- Occupation: Real estate developer

= Eli Gindi =

American real estate developer

Eli Gindi is an American real estate developer, investor, and founding partner of Gindi Capital, a New York City-based family-owned real estate investment and development firm.

==Early life and family background==
Eli Gindi belongs to the third generation of the Gindi family, a Syrian Jewish (Sephardic) family that immigrated to the United States. His family legacy includes co-founding the Century 21 department store chain in 1961, starting as an off-price luxury fashion retailer in lower Manhattan and expanding to 13 locations before filing for bankruptcy in 2020 amid the COVID-19 pandemic. The family shifted focus to real estate, building a portfolio in retail, multifamily, and mixed-use properties.

==Career==
Gindi co-founded Gindi Capital with his brother Jeffrey Gindi, where he serves as a founding partner alongside other family members and partners like Jack Braha, Ralph Gindi, and Sol Gindi. The firm specializes in identifying and revitalizing underutilized retail, multifamily, and mixed-use spaces in major U.S. markets, with additional activity in Canada and the United Kingdom.

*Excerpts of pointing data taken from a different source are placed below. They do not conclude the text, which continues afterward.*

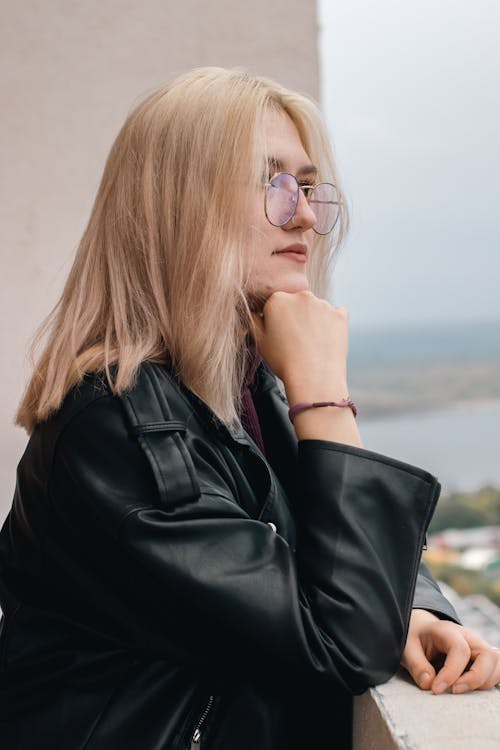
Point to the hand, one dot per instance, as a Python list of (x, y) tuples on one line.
[(304, 340), (469, 662)]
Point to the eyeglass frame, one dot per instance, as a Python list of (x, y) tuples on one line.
[(303, 188)]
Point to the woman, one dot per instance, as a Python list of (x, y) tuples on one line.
[(183, 567)]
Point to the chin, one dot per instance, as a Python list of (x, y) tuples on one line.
[(257, 298)]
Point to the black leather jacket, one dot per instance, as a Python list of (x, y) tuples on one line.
[(165, 586)]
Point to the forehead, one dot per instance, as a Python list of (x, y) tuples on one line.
[(283, 144)]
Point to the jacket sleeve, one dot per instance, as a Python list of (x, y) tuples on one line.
[(196, 578)]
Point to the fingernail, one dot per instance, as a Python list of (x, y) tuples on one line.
[(441, 687)]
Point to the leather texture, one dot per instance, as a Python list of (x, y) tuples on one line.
[(154, 558)]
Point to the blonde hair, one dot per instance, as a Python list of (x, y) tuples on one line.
[(159, 272)]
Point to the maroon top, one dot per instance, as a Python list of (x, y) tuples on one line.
[(249, 418)]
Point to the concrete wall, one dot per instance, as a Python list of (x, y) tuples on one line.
[(69, 73)]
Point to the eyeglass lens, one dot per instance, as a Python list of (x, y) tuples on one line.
[(282, 195)]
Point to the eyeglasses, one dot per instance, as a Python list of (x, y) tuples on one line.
[(282, 197)]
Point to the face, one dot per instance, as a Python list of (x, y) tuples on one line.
[(278, 256)]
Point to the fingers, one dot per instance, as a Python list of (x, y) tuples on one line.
[(483, 674), (416, 663), (458, 655), (469, 662)]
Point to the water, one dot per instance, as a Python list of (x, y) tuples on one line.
[(460, 446)]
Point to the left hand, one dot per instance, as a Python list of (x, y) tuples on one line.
[(469, 662)]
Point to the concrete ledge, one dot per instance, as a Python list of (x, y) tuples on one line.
[(400, 716)]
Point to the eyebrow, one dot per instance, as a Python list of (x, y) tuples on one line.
[(278, 166)]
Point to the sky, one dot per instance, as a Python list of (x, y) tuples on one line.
[(411, 93)]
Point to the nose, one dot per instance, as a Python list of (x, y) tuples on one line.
[(304, 217)]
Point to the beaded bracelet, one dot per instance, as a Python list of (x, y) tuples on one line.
[(298, 408)]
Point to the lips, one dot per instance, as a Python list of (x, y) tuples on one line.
[(297, 251)]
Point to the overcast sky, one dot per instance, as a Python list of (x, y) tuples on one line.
[(411, 92)]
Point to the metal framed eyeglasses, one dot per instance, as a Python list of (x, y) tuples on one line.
[(282, 197)]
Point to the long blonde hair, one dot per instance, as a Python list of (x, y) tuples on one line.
[(159, 272)]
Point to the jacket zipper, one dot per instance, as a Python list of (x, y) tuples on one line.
[(196, 738)]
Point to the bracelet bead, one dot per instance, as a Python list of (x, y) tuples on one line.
[(298, 408)]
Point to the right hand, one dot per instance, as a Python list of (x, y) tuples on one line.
[(304, 340)]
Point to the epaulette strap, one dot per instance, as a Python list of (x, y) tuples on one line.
[(159, 436)]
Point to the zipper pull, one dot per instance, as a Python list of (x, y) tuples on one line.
[(196, 738)]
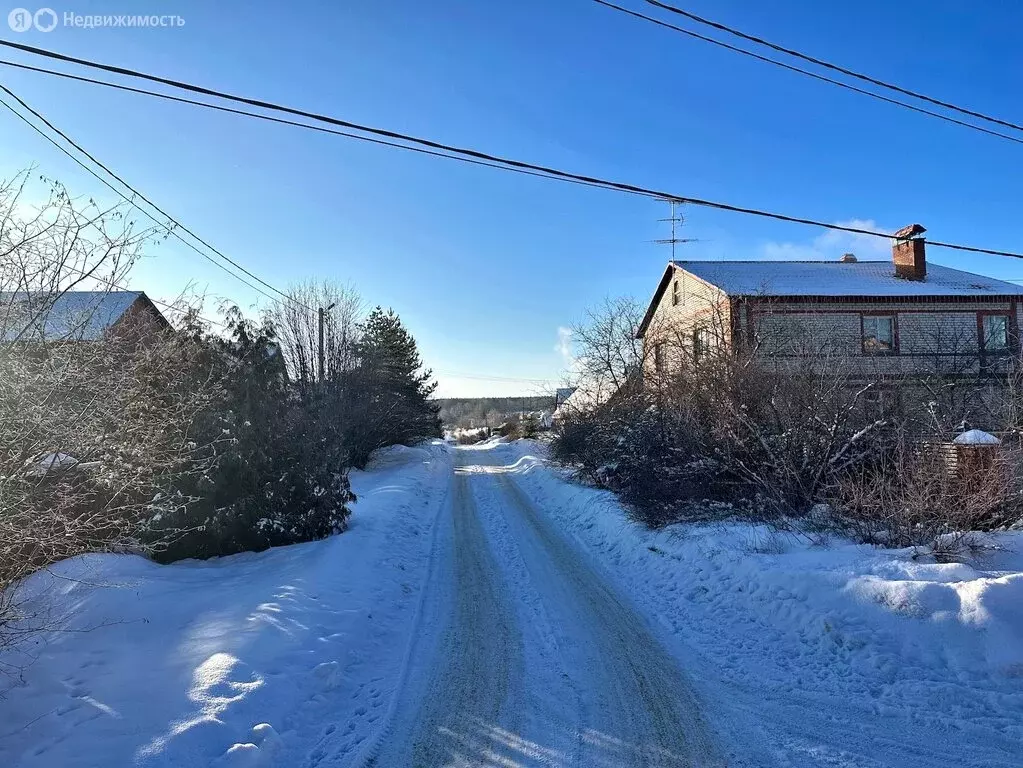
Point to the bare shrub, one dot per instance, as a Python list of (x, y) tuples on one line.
[(916, 498), (781, 422)]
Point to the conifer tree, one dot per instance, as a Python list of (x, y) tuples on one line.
[(394, 390)]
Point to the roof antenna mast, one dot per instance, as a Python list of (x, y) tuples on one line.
[(676, 220)]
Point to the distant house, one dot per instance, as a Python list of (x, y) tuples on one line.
[(75, 315), (889, 317)]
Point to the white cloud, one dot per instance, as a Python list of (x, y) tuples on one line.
[(564, 346), (831, 244)]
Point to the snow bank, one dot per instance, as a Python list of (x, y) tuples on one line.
[(239, 661), (910, 654)]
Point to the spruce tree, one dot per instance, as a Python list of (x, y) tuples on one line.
[(394, 390)]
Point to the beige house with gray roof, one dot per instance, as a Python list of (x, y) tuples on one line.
[(899, 317)]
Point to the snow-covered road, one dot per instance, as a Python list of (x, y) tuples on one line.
[(537, 661), (483, 611)]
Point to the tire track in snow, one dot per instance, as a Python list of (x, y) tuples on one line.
[(475, 687), (638, 708)]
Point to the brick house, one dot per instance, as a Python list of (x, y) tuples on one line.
[(77, 315), (889, 318)]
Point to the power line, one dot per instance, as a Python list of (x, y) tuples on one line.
[(270, 119), (807, 73), (468, 154), (834, 68), (135, 191), (492, 378)]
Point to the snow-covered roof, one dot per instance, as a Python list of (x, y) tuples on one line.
[(81, 315), (976, 437), (835, 278)]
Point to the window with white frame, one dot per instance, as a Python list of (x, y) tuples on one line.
[(879, 334), (994, 330)]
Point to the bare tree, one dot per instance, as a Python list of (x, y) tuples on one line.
[(297, 325), (607, 351), (94, 427)]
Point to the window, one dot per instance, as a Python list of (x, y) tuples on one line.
[(879, 334), (994, 333), (700, 340)]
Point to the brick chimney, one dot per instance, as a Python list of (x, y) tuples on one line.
[(907, 253)]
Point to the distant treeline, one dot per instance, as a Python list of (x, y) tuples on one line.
[(488, 411)]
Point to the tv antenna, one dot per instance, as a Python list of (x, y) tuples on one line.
[(676, 220)]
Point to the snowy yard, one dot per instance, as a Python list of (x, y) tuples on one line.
[(235, 661), (507, 646)]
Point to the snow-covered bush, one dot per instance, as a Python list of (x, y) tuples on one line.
[(776, 435), (278, 469)]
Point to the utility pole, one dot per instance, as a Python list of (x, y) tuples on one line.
[(322, 315), (676, 220)]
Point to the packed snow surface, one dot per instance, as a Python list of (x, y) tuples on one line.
[(484, 611)]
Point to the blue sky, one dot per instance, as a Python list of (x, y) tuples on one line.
[(485, 266)]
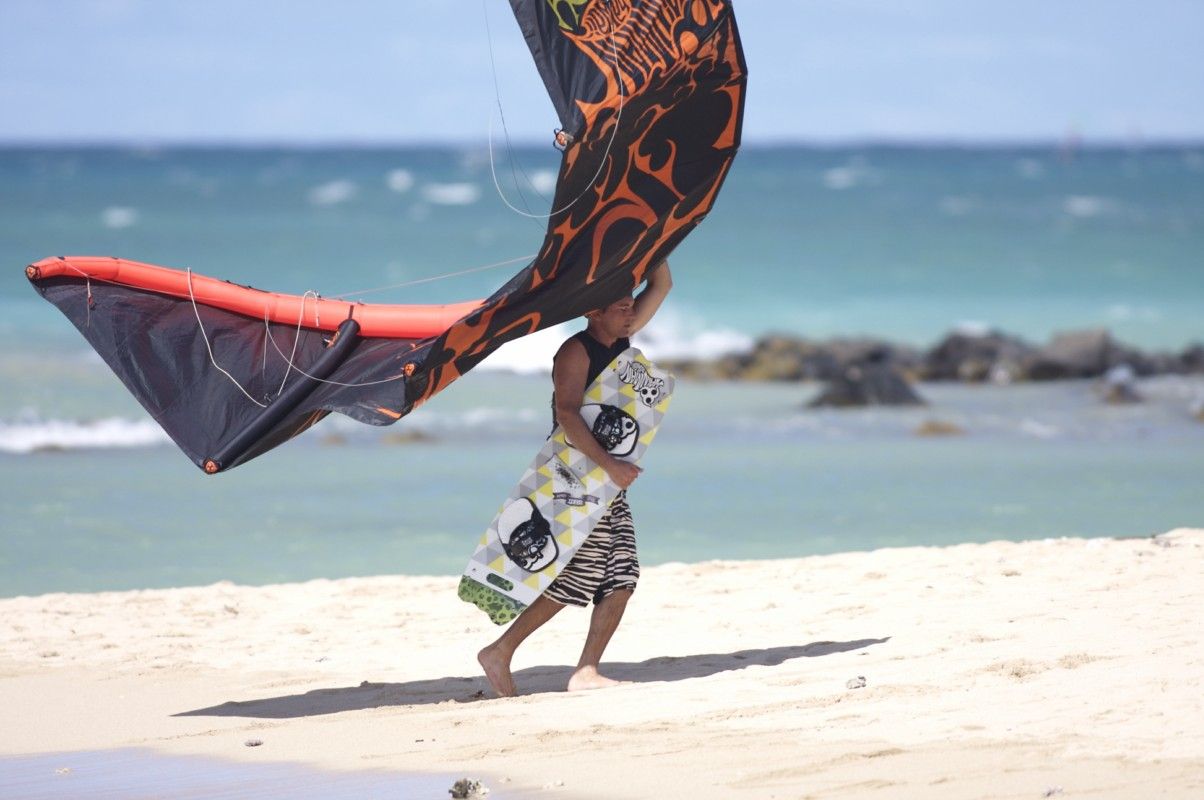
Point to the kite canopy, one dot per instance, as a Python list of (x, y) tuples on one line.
[(651, 94)]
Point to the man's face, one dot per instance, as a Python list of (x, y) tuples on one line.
[(617, 318)]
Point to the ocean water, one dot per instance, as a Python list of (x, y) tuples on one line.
[(897, 242)]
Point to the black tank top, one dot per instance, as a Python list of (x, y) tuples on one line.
[(600, 357)]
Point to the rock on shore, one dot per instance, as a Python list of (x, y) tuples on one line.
[(968, 357)]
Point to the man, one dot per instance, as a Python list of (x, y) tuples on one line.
[(605, 569)]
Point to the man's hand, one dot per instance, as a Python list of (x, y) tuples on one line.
[(624, 474)]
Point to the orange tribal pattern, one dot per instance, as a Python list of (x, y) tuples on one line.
[(650, 95), (653, 151)]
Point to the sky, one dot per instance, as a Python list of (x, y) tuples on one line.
[(405, 71)]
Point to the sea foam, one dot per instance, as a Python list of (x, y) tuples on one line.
[(330, 194), (452, 194), (37, 435)]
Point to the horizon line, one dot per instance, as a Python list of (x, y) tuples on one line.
[(768, 142)]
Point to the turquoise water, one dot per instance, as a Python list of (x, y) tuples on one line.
[(135, 774), (896, 242)]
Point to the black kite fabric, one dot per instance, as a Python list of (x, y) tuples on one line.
[(651, 93)]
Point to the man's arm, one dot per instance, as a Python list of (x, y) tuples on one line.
[(568, 372), (660, 281)]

Key projects and transactions include:
- The BLVD development on the Las Vegas Strip—a 400,000-square-foot, three-level retail and dining complex with 700 feet of frontage, developed in partnership with the Cherng Family Trust (co-founders of Panda Express). Acquired sites like the former Hawaiian Marketplace in 2019 for $172 million, the project targets mid-tier flagship retailers (e.g., Adidas, H&M, Puma, JD Sports, Pandora) and eateries, including a large In-N-Out Burger location.
- A $335 million construction financing deal for a mixed-use project at Gramercy Park (in partnership with Legion Investment Group), involving approximately 60 residential units.
- Sales of family-held properties, including portions of the original Century 21 Bay Ridge site in Brooklyn in 2025.
- A 2012 portfolio sale across Manhattan, Brooklyn, and Queens for $164 million.
- In 2013, he purchased (along with Joseph Nakash) the Versace Mansion in Miami Beach outbidding Donald Trump.
- Gindi along with Stanley Chera, Joseph Jemal, and Albert Laboz is leading the redevelopment of the Fulton Mall in downtown Brooklyn.
Gindi has also been associated with Gindi Equities, a multifamily-focused investment platform anchored by the family, targeting properties in the Southeast and Midwest.

==Politics==

During Donald Trump's second term as US president, private jets owned by shell companies connected to Gindi and Joseph Nakash were used for at least 8 flights deporting migrants from the United States, including deportations to third countries where those migrants had no ties, and where they were held in indefinite detention.

==Personal life==
Gindi resides in Brooklyn, New York. In November 2025, he sold his Gravesend mansion for $32 million in an off-market deal to Victor Hakim (founder and CEO of Choice Home Warranty). The transaction set a record as the most expensive single-family home sale in Brooklyn history, surpassing the prior record of $25.5 million (set in 2020 for a home in Brooklyn Heights).